Beziehungen zwischen Russland und EU: "Es ist kompliziert"
Verbündete waren Brüssel und Moskau nie, doch eine Zeit lang verständigte man sich. Nun spricht der EU-Außenbeauftragte Josep Borrell von einem "Tiefpunkt". Die Liste an Streitpunkten ist lang - ein Überblick.
Tiefpunkt erreicht
Von einem "Tiefpunkt" sprach der EU-Außenbeauftragte Josep Borrell (l.) bereits am Donnerstag nach Gesprächen mit Russlands Außenminister Sergej Lawrow (r.). Parallel hatte Russland Diplomaten aus Deutschland, Polen und Schweden ausgewiesen - wegen Teilnahme an regierungskritischen Demonstrationen. Die EU sagt, die Diplomaten hätten sich in üblicher Weise über die Situation vor Ort informiert.
Aktueller Auslöser: Der Fall Nawalny
Für Kritik sorgte bei der EU die Verurteilung des Kremlkritikers Alexej Nawalny, weil er gegen Bewährungsauflagen verstoßen habe, als er sich in Berlin von einer Nowitschok-Vergiftung erholte. Die EU wirft Russland vor, das Urteil sei politisch motiviert. Zudem geht der Westen davon aus, dass russische Agenten Nawalny mit dem Kampfstoff vergiftet hatten. Doch es gibt noch weitere Vorwürfe....
Vorwurf 1: Einschränkung der Meinungsfreiheit
Russland mache es Oppositionellen aus EU-Sicht generell schwer: "Die (jüngste) Parlamentswahl von 2016 fand in einem restriktiven politischen und medialen Umfeld statt.", urteilt das EU-Parlament. Seit 2012 seien Hunderte Nichtregierungsorganisationen als "ausländische Agenten" mit Restriktionen belegt worden. Auch Künstler wie Nadeschda Tolokonnikowa von der Band Pussy Riot (Bild) sind betroffen.
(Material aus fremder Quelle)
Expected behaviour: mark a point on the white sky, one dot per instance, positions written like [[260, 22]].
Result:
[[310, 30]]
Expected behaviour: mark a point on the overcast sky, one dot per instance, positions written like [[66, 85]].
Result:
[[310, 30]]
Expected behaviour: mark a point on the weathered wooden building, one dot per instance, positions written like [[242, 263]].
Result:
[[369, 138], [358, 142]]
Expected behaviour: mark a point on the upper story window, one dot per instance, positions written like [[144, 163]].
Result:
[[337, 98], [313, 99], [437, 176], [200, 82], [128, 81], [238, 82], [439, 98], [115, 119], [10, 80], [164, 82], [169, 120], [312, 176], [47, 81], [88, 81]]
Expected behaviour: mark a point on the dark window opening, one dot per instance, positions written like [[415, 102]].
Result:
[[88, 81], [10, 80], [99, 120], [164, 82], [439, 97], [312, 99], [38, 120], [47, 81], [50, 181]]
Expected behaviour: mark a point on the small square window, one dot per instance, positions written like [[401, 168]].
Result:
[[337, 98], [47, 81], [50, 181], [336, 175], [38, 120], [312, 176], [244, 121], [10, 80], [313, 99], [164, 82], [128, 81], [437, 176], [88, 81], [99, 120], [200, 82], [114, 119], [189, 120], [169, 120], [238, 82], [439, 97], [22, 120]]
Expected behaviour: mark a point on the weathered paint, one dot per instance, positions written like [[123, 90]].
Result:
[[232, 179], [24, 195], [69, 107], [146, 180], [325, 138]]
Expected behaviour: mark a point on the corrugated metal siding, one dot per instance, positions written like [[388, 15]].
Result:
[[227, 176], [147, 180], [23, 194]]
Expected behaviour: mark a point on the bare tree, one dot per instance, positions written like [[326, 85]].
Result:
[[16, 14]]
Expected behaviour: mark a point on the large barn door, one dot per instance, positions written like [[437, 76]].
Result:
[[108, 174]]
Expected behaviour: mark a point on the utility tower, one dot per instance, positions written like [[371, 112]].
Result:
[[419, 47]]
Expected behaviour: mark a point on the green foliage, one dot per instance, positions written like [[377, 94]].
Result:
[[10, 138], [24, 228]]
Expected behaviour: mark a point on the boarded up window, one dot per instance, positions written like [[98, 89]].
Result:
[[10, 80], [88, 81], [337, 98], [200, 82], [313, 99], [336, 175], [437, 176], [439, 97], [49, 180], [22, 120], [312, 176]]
Vorwurf 2: Verletzung von Menschenrechten
Moskau verletzt aus EU-Sicht systematisch die Menschenrechte: durch Straffreiheit bei minderschwerer häuslicher Gewalt, Diskriminierung der LGBTQ-Gemeinde und Repressionen gegen Krimtataren. Der Europarat hat Russlands politische und religiöse Führung dafür gerügt, dass homophobe und transgenderfeindliche sowie rassistische Hassrede bei Politikern und Geistlichen unbestraft bleibt.
Vorwurf 3: Mangel an Rechtsstaatlichkeit
Im Westen herrscht der Eindruck, die Justiz folge vor allem politischen Interessen. Zudem verdächtigt man den Kreml, Morde an unliebsamen Personen wie dem Doppelspion Sergej Skripal, dem Journalisten Arkadij Babtschenko und Kritikern wie Alexander Litwinenko und Boris Nemzow (Bild) zu beauftragen. Insgesamt heißt es aus dem EU-Parlament: "Die EU ist über die Lage der Rechtsstaatlichkeit besorgt."
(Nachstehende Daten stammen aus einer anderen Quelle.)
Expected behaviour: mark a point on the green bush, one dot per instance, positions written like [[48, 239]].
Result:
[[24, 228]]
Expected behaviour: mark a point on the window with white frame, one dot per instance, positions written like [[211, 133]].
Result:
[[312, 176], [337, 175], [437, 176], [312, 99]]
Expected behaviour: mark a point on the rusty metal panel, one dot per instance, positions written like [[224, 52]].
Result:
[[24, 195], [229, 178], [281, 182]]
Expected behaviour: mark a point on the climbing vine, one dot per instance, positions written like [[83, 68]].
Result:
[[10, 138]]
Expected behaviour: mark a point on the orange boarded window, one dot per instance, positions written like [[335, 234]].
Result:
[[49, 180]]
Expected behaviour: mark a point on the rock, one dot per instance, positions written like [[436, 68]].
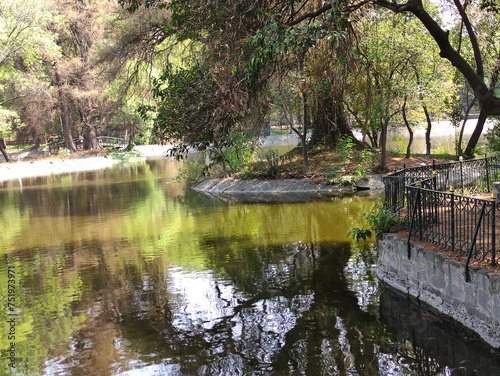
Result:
[[370, 182]]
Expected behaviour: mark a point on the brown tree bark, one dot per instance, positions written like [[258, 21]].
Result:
[[474, 138], [64, 113], [3, 150], [410, 131]]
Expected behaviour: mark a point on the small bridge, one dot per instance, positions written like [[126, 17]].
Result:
[[112, 142]]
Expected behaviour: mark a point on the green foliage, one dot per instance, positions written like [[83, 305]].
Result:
[[272, 162], [335, 173], [191, 171], [345, 147], [7, 119], [239, 152], [365, 163], [188, 114], [275, 40], [359, 233], [381, 219], [493, 138]]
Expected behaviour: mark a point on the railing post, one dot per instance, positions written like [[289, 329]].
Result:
[[412, 221], [493, 235], [452, 219], [473, 242], [418, 184], [487, 175], [461, 176]]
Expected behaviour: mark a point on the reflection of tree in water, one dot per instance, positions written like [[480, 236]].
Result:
[[287, 310], [279, 310]]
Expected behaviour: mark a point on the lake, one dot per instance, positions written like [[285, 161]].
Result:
[[126, 272]]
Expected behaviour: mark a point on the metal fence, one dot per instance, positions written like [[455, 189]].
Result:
[[438, 204]]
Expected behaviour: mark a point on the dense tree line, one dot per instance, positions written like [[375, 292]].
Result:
[[200, 71]]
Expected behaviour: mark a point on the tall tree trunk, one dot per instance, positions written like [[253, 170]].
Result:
[[383, 145], [410, 131], [64, 116], [3, 150], [464, 122], [474, 138], [427, 131], [89, 138]]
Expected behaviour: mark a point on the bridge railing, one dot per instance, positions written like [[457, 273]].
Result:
[[114, 142]]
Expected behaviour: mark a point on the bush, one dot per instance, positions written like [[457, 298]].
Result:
[[493, 138]]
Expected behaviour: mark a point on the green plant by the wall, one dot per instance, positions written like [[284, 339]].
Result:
[[358, 233], [381, 219], [191, 171], [365, 162], [345, 146]]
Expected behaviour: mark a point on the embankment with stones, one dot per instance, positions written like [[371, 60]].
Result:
[[435, 279], [279, 190]]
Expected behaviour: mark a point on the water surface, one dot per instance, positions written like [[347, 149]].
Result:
[[126, 272]]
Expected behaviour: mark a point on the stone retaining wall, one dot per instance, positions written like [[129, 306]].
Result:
[[439, 281]]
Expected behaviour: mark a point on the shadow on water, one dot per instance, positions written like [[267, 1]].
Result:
[[281, 310], [430, 340], [132, 275]]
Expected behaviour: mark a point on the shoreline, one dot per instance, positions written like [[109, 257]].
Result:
[[20, 169]]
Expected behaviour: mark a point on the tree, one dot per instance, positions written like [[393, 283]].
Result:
[[473, 71], [82, 99], [25, 41]]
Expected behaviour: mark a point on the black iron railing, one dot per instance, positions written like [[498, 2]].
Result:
[[437, 201]]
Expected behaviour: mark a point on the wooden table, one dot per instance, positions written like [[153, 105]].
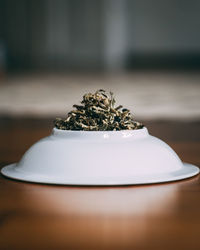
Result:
[[161, 216]]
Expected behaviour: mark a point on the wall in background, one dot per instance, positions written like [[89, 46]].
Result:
[[98, 34]]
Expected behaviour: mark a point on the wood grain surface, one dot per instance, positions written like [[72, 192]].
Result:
[[160, 216]]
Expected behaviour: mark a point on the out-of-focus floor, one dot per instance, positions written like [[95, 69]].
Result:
[[161, 216], [149, 95]]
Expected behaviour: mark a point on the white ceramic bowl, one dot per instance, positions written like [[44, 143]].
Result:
[[100, 158]]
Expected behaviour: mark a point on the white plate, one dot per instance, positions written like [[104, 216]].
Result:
[[188, 170], [100, 158]]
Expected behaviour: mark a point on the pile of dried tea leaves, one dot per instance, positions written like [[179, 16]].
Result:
[[98, 113]]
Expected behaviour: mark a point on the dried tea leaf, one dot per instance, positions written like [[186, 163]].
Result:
[[98, 113]]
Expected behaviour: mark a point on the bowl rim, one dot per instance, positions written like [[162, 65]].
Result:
[[119, 134]]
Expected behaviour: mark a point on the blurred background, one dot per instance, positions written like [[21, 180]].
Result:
[[52, 52]]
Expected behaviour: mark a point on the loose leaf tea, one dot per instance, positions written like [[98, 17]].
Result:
[[97, 112]]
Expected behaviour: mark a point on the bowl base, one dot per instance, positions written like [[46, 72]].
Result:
[[188, 170]]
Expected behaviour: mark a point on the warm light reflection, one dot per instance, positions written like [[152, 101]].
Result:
[[138, 200]]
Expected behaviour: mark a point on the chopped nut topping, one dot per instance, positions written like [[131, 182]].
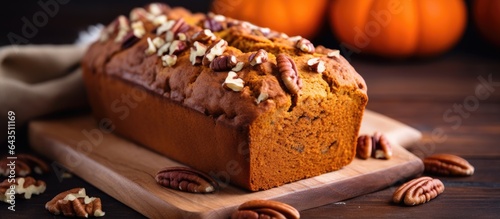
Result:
[[316, 65], [123, 28], [258, 57], [294, 38], [265, 30], [233, 82], [305, 45], [334, 53], [180, 26], [198, 50], [165, 27], [138, 28], [177, 46], [204, 35], [163, 49], [289, 73], [129, 40], [218, 17], [248, 25], [151, 47], [238, 67], [216, 49], [158, 42], [169, 60], [212, 24], [223, 63]]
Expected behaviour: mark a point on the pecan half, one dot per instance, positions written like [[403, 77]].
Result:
[[214, 50], [180, 26], [382, 148], [204, 36], [223, 63], [289, 73], [364, 147], [177, 46], [377, 146], [316, 65], [418, 191], [186, 179], [305, 45], [258, 57], [213, 24], [25, 186], [75, 202], [197, 52], [129, 40], [265, 209], [447, 165]]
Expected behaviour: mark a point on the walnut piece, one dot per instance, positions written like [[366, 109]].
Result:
[[383, 149], [316, 65], [123, 28], [364, 147], [204, 36], [447, 165], [238, 67], [24, 186], [138, 29], [176, 47], [198, 51], [233, 82], [169, 60], [418, 191], [289, 73], [151, 47], [265, 209], [75, 202], [258, 57], [186, 179], [216, 49], [223, 63], [305, 45]]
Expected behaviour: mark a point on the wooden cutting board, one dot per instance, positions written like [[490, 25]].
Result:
[[126, 171]]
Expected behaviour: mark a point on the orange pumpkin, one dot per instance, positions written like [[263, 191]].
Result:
[[487, 17], [293, 17], [399, 28]]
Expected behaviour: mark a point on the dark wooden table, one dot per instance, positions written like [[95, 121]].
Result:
[[439, 98]]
Russland verbittet sich Einmischung
Aus Kreml-Sicht handelt es sich bei all dieser Kritik um eine Einmischung in Russlands innere Angelegenheiten, die weder die EU, noch deren Mitgliedstaaten etwas angingen. Klar ist: Mit der Regierung in Peking führt Moskau solche Diskussionen nicht. Solange Russland die Grenzen und andere außenpolitische Interessen respektiert, kommt Russland mit seinem Nachbarn China klar.
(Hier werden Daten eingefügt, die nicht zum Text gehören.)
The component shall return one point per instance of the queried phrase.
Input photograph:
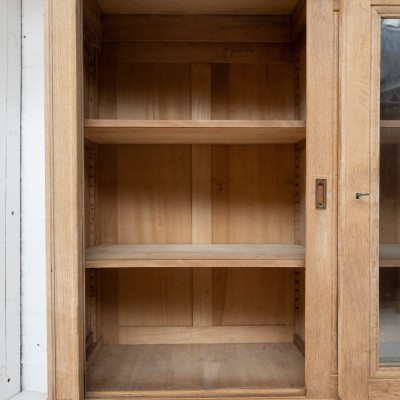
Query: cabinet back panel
(163, 90)
(253, 194)
(253, 91)
(155, 297)
(153, 91)
(154, 194)
(249, 297)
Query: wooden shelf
(194, 132)
(188, 255)
(390, 131)
(389, 255)
(213, 370)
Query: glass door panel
(389, 192)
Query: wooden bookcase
(187, 257)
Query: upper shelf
(105, 131)
(189, 255)
(389, 255)
(390, 131)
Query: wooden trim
(197, 28)
(189, 52)
(300, 344)
(355, 215)
(321, 225)
(226, 394)
(205, 335)
(64, 198)
(384, 389)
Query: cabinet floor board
(151, 368)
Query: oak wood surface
(242, 7)
(196, 367)
(197, 28)
(197, 132)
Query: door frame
(360, 376)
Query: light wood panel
(196, 132)
(321, 225)
(253, 91)
(206, 335)
(153, 91)
(154, 194)
(198, 52)
(355, 216)
(389, 255)
(249, 297)
(155, 297)
(253, 194)
(241, 7)
(64, 198)
(107, 195)
(160, 369)
(197, 28)
(389, 193)
(121, 255)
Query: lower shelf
(196, 369)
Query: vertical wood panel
(243, 296)
(201, 195)
(154, 194)
(153, 91)
(321, 231)
(253, 91)
(155, 297)
(354, 217)
(64, 191)
(107, 195)
(253, 194)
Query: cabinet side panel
(252, 194)
(154, 194)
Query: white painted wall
(10, 97)
(33, 260)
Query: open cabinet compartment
(194, 200)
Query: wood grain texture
(354, 250)
(253, 91)
(160, 368)
(249, 297)
(107, 195)
(253, 194)
(155, 297)
(197, 28)
(64, 198)
(154, 194)
(241, 7)
(205, 335)
(384, 389)
(208, 52)
(107, 82)
(194, 132)
(321, 225)
(153, 91)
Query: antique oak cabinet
(223, 189)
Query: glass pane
(389, 218)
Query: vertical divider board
(201, 194)
(321, 226)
Kampf um Einfluss in Osteuropa
Russland betrachtet alle ehemaligen Sowjetrepubliken als direkte Einflusssphäre und die EU-Ost-Erweiterung der EU sowie das Assoziierungsabkommen mit der Ukraine als Angriff auf seine Souveränität. Als beim Euromaidan im Winter 2013/2014 weite Teile der ukrainischen Gesellschaft für das Abkommen demonstrierten und die prorussische Regierung von Wiktor Janukowitsch stürzten, intervenierte Moskau.
Der Sündenfall: Annexion der Krim 2014
Im Februar 2014 begann Russland die Krim zu annektieren. Nach dem Völkerrecht gehört die Halbinsel am Schwarzen Meer zur Ukraine. Aber große Teile der Bevölkerung sind Russen und wollen lieber aus Moskau denn aus Kiew regiert werden. Strategisch ist die Krim mit dem Marine-Hafen Sewastopol von essenzieller strategischer Bedeutung für Russland. Die EU steht eindeutig auf der Seite der Ukraine.
Zankapfel Ukraine
Gegen Ende des Euromaidans begannen prorussische Kräfte - nach Auffassung der EU mithilfe von Waffen und inoffiziellen Söldnern aus Russland - den bewaffneten Konflikt um die ostukrainischen Oblaste Luhansk und Donezk. Vermittlungsversuche und Wirtschaftssanktionen seitens der EU blieben weitgehend wirkungslos. Der Abschuss des Flugs MH17 brachte zusätzlichen Zwist mit der Europäischen Union.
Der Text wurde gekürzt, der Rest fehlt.